この場合の「健康状態」は、大腿骨頸部骨折の発症から心身機能が低下し寝たきりの生活となった、ということに焦点をあてます。

「生活機能の分類」について

①心身機能・身体構造
骨折した箇所の痛み、筋力低下、歩行能力の低下、意欲の低下などが挙げられます。

②活動
また転んでしまうのではないかという不安から日常生活動作が低下し、寝たきりになっています。

③参加
自宅に閉じこもりがちとなり、行事や集まりに参加することができなくなっています。

「背景因子」について

①環境因子
自宅には段差が多く、移動の障害となっています。

②個人因子
足の力が弱くなっており、また転んでケガをしてしまわないか不安があり一人で移動ができなくなっています。

このような背景因子から、心身機能の低下やADLの低下が発生し、活動制限や参加制約が生じていることが考えられます。

それでは、この分類を踏まえて本人にどのような支援ができるのか考えてみます。

ICFを活用した支援方法

まず本人に直接働きかけることは、リハビリを行い心身機能の向上を促すことです。

介護保険のサービスが適用するのであれば、介護サービスの利用を検討しましょう。

デイサービスやデイケア等に通い、集団の場へ参加してリハビリに取り組んでもらいます。

一人で移動が困難なので、福祉用具活用も考えてみます。
必要であれば、杖、歩行器、車いすなど、本人のADLに応じた福祉用具を選定します。

自宅には段差が多く移動が大変です。
介護保険での住宅改修が可能であれば、自宅内の段差、玄関の段差を解消する工事やスロープの設置、必要な場所に手すりの設置を検討してみましょう。

お風呂場では、安全に座って入浴できるようにシャワーチェアの購入を考えてみてもいいでしょう。
こちらも介護保険のサービス範囲内です。

自宅内の移動が楽になると、転倒の不安が解消されますね。

そして、デイサービス等への参加は同じ境遇の仲間たちと悩みを共有することで、周りの人たちと同じ目標をもった参加活動ができます。

そして、リハビリが進めば心身機能が向上して、外出したいという意欲が向上していくことも期待できますね。
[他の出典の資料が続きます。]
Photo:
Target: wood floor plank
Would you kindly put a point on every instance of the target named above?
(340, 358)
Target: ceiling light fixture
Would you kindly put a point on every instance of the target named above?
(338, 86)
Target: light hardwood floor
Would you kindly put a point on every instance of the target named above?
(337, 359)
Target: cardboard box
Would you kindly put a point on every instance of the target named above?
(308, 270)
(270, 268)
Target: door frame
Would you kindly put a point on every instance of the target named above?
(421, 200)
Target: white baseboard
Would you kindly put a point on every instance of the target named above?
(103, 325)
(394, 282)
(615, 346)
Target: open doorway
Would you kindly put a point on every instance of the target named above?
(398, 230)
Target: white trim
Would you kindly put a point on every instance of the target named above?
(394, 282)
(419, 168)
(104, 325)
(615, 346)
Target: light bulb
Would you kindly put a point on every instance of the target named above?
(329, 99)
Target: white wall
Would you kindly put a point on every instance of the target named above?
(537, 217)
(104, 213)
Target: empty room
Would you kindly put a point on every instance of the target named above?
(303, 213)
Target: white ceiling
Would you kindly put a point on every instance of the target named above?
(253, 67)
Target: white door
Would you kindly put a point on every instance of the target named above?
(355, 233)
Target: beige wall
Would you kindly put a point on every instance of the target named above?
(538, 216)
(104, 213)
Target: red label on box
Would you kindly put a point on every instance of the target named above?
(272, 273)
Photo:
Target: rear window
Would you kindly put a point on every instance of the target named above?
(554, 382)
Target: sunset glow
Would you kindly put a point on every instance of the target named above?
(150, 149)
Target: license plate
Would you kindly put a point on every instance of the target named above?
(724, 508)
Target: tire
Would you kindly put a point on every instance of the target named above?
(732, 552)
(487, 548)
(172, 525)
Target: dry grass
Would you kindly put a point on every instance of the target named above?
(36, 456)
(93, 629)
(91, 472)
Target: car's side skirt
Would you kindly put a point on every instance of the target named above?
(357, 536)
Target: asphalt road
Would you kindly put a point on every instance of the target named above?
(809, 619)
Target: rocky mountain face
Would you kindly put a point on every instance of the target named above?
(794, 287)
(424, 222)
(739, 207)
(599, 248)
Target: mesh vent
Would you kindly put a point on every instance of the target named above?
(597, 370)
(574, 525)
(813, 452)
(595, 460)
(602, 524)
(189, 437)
社会参加活動が増えていくことで、新たな仲間と出会うことも期待できます。

以上の例は、ほんの一部です。
もっと掘り下げて考えてみてみると、様々な視点から見えてくることができるでしょう。

最後に、このような流れにおいての支援を考えていく時には、本人にとってのマイナス面を補っていくだけに捉われず、本人がもつ強味、いわゆる「ストレングス」を引き出すことでプラス面を強化しながら問題を解決に導いていくことも重要です。

まとめ

ICFの概念を正しく理解し本人のできることや人生の背景に着目することで、本人が持つプラス面を重視した支援ができることでしょう。